ASP.NET開発者に最適なWebオーサリングツールとは?

 田中君はASP.NETプログラマ。先日、起業したばかりの友人の佐藤君が電話で「俺の会社のWebサイト作ってくれよ!」と依頼してきました。

 田中君は自分のブログは持っていますが、今までWebサイトを作ったことがありません。「俺、プログラマだけど、Webデザイナーじゃないよ」と佐藤君に言いました。

 しかし、佐藤君から「別に凝ったサイトじゃなくていいんだよ。シンプルで分かりやすいサイトでいいからさ。お前さん、コンピュータに詳しいプロなんだろ? 頼むよ!」と言われてしまいました。

 佐藤君の強引な頼みに田中君は断りきれず、結局Webサイトの制作を引き受けることに……。

 その後、田中君は上司に相談したところ、「Expression Webを使ってみたらどう? デザインも簡単にできるし、ASP.NETと連携できるからWebフォームなども作りやすいと思うよ。それに、Microsoft Officeに近い使い勝手だから、クライアントが自分で更新するのも簡単だし」と提案されました。

Expression Webのポイント

正確なレンダリングエンジンを搭載

 Expression Webでは、正確なHTMLレンダリング(ブラウザと同じように表示すること)エンジンを搭載しています。したがって、実際の完成イメージのまま作業できるため、より感覚的に、快適に、Webページを作成することができます。

 今まで他のWebオーサリングツールでうまく表示できなかったWebページの編集も、Expression Webを使えば、より効率的に作業が行えます。

Web標準サイト構築に最適

 Web標準とは、国際的な標準化団体(W3C)によって策定された、Web技術仕様に関する規格です。

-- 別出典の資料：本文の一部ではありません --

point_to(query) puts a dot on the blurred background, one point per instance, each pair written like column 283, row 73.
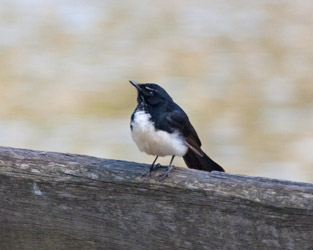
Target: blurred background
column 242, row 70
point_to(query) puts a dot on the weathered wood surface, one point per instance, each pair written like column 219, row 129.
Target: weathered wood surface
column 65, row 201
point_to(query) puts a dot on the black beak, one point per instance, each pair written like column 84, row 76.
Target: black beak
column 135, row 84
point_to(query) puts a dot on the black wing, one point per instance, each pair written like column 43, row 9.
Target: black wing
column 178, row 119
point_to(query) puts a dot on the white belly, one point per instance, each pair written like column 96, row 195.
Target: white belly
column 154, row 142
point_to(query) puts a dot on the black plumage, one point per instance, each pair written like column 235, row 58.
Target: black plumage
column 167, row 116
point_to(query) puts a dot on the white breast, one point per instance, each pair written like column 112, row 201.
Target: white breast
column 154, row 142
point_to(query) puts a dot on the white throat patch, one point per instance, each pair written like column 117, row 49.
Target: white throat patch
column 153, row 142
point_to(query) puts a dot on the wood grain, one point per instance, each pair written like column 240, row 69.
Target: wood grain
column 66, row 201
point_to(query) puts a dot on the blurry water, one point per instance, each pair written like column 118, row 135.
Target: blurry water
column 242, row 70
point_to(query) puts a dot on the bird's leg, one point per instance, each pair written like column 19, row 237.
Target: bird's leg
column 169, row 169
column 152, row 168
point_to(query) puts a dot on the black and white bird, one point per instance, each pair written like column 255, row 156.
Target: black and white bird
column 160, row 127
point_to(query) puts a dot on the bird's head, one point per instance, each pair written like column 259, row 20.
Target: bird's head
column 151, row 94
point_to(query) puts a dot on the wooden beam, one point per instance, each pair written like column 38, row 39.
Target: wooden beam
column 66, row 201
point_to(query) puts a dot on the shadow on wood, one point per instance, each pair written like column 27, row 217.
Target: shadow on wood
column 65, row 201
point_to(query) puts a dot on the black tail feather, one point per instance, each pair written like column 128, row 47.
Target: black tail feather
column 204, row 162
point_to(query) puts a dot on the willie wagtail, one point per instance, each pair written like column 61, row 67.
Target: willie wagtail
column 160, row 127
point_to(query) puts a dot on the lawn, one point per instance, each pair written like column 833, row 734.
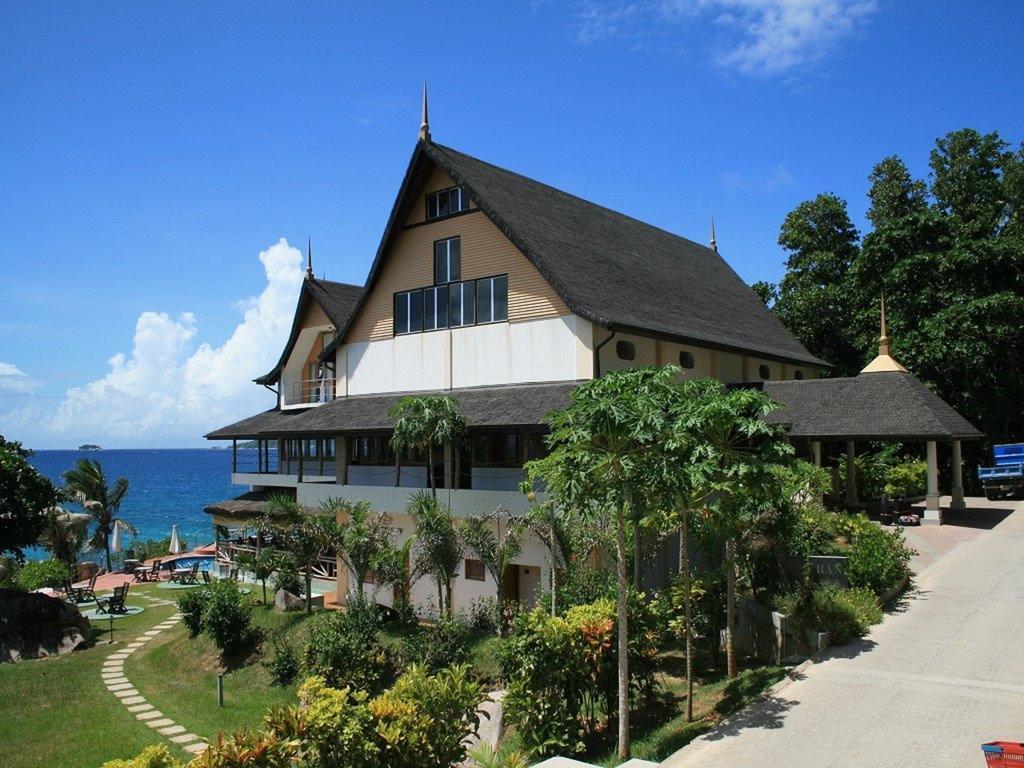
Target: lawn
column 56, row 712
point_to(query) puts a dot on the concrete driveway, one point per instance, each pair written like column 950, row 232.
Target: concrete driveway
column 941, row 675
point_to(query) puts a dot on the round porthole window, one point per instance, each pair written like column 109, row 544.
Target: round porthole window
column 626, row 350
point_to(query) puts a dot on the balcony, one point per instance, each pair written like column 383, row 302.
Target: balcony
column 307, row 392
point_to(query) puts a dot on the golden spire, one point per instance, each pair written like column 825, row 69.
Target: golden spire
column 425, row 118
column 884, row 361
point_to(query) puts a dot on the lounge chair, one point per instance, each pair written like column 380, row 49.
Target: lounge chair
column 115, row 603
column 84, row 594
column 186, row 576
column 148, row 574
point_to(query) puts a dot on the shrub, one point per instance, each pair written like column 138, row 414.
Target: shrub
column 157, row 756
column 38, row 573
column 345, row 651
column 423, row 720
column 284, row 666
column 906, row 479
column 192, row 605
column 443, row 643
column 226, row 615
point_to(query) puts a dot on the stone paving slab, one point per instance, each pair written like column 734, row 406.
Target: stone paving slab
column 940, row 676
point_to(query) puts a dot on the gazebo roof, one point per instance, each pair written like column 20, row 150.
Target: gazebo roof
column 873, row 406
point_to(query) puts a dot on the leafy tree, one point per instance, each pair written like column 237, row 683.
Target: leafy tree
column 306, row 537
column 423, row 422
column 438, row 549
column 603, row 454
column 496, row 547
column 360, row 539
column 87, row 483
column 25, row 497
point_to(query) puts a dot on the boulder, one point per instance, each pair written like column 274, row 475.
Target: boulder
column 33, row 626
column 285, row 600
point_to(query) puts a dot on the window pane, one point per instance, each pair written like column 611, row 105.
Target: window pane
column 401, row 313
column 501, row 298
column 455, row 259
column 416, row 311
column 483, row 288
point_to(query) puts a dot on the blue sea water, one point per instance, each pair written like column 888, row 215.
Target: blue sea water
column 166, row 486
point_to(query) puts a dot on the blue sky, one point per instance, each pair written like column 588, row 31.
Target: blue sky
column 151, row 153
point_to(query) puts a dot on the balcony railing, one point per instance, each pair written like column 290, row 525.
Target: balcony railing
column 308, row 391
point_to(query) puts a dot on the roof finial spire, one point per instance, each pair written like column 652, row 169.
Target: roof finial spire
column 425, row 119
column 884, row 337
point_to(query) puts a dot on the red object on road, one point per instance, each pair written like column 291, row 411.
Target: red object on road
column 1004, row 754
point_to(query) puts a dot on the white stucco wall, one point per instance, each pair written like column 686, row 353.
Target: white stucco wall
column 551, row 349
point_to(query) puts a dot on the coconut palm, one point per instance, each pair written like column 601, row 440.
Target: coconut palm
column 87, row 483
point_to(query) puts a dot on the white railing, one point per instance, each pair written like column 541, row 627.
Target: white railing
column 308, row 391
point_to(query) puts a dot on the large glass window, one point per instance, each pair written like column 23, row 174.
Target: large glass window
column 493, row 299
column 409, row 312
column 435, row 308
column 448, row 260
column 446, row 202
column 462, row 304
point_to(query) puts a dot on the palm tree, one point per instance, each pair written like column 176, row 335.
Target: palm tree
column 438, row 549
column 496, row 549
column 421, row 423
column 87, row 484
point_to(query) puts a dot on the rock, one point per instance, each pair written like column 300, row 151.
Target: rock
column 285, row 600
column 33, row 626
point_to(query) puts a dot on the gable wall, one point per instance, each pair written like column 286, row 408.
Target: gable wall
column 485, row 252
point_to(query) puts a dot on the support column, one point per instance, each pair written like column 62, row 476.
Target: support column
column 933, row 512
column 957, row 488
column 851, row 474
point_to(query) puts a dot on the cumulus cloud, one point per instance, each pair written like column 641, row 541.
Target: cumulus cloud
column 170, row 386
column 13, row 379
column 754, row 37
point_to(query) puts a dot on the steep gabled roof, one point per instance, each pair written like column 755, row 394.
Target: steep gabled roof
column 609, row 268
column 338, row 300
column 883, row 406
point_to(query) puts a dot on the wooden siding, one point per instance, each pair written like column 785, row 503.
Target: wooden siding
column 484, row 252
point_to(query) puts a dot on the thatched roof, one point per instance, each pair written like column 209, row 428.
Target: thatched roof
column 612, row 269
column 883, row 406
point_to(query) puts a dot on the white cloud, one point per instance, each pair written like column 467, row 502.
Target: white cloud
column 168, row 387
column 13, row 379
column 754, row 37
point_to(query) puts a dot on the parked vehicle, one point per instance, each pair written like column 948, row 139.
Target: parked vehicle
column 1006, row 478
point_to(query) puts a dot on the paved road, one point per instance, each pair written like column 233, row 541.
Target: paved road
column 939, row 677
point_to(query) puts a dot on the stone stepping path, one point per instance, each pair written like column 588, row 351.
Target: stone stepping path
column 113, row 675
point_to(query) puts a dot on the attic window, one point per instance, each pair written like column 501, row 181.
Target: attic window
column 446, row 202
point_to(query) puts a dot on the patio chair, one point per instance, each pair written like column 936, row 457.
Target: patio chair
column 116, row 602
column 148, row 574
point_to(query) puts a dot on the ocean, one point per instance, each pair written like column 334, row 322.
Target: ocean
column 166, row 486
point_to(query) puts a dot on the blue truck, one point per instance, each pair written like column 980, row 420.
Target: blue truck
column 1006, row 479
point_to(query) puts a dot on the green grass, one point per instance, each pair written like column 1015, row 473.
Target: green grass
column 56, row 712
column 178, row 676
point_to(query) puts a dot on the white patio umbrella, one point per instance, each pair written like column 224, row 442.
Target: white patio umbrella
column 175, row 542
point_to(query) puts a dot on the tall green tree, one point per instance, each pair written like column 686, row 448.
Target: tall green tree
column 603, row 449
column 438, row 548
column 25, row 497
column 497, row 542
column 87, row 483
column 423, row 423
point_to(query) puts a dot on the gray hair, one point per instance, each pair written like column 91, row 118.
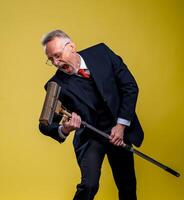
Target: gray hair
column 51, row 35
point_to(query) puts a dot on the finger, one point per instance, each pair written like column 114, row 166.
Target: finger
column 117, row 142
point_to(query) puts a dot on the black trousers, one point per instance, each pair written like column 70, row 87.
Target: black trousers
column 122, row 165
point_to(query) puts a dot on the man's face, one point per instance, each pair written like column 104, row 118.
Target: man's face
column 62, row 53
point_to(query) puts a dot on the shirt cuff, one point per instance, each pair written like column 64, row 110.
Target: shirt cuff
column 61, row 134
column 123, row 121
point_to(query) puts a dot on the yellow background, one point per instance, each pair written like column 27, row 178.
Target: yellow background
column 148, row 34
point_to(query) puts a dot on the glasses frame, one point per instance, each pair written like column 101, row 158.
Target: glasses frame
column 50, row 63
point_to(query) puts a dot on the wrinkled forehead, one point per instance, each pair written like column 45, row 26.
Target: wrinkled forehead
column 54, row 46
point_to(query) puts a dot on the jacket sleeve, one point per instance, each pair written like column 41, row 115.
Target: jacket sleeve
column 127, row 86
column 52, row 129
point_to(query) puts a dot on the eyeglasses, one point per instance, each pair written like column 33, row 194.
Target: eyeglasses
column 56, row 56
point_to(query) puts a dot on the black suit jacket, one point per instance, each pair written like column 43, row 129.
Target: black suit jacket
column 117, row 87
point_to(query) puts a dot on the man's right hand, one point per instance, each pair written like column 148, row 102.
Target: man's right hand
column 72, row 124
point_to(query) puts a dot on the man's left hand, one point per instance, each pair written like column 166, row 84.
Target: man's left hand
column 117, row 134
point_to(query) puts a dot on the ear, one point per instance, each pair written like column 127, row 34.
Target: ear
column 73, row 47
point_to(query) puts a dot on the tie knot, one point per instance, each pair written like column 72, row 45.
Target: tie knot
column 83, row 73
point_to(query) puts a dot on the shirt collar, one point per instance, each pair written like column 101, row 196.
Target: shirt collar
column 82, row 64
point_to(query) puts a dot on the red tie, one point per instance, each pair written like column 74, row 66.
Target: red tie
column 83, row 73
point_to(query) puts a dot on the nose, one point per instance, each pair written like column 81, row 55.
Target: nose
column 56, row 62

 従来、インターネット上のWebページは、文書構造と書式(スタイル)が混在していました。つまり、見出しや段落といった「文書構造」と、文字の大きさや文字修飾(太字に変えたりアンダーラインを引いたり文字の色を変えたりなど)、レイアウトといった「書式」が密接に結びついていた訳です。

 しかしこれだと、Webページを閲覧用と印刷用で切り替えたり、視力の弱い方に対して文字を大きくしたりと、環境によって見映えを変更するのに、ページ全体を修正する必要があり不便です。また、文書構造とデザインが混在していることで、メンテナンス性も悪くなります。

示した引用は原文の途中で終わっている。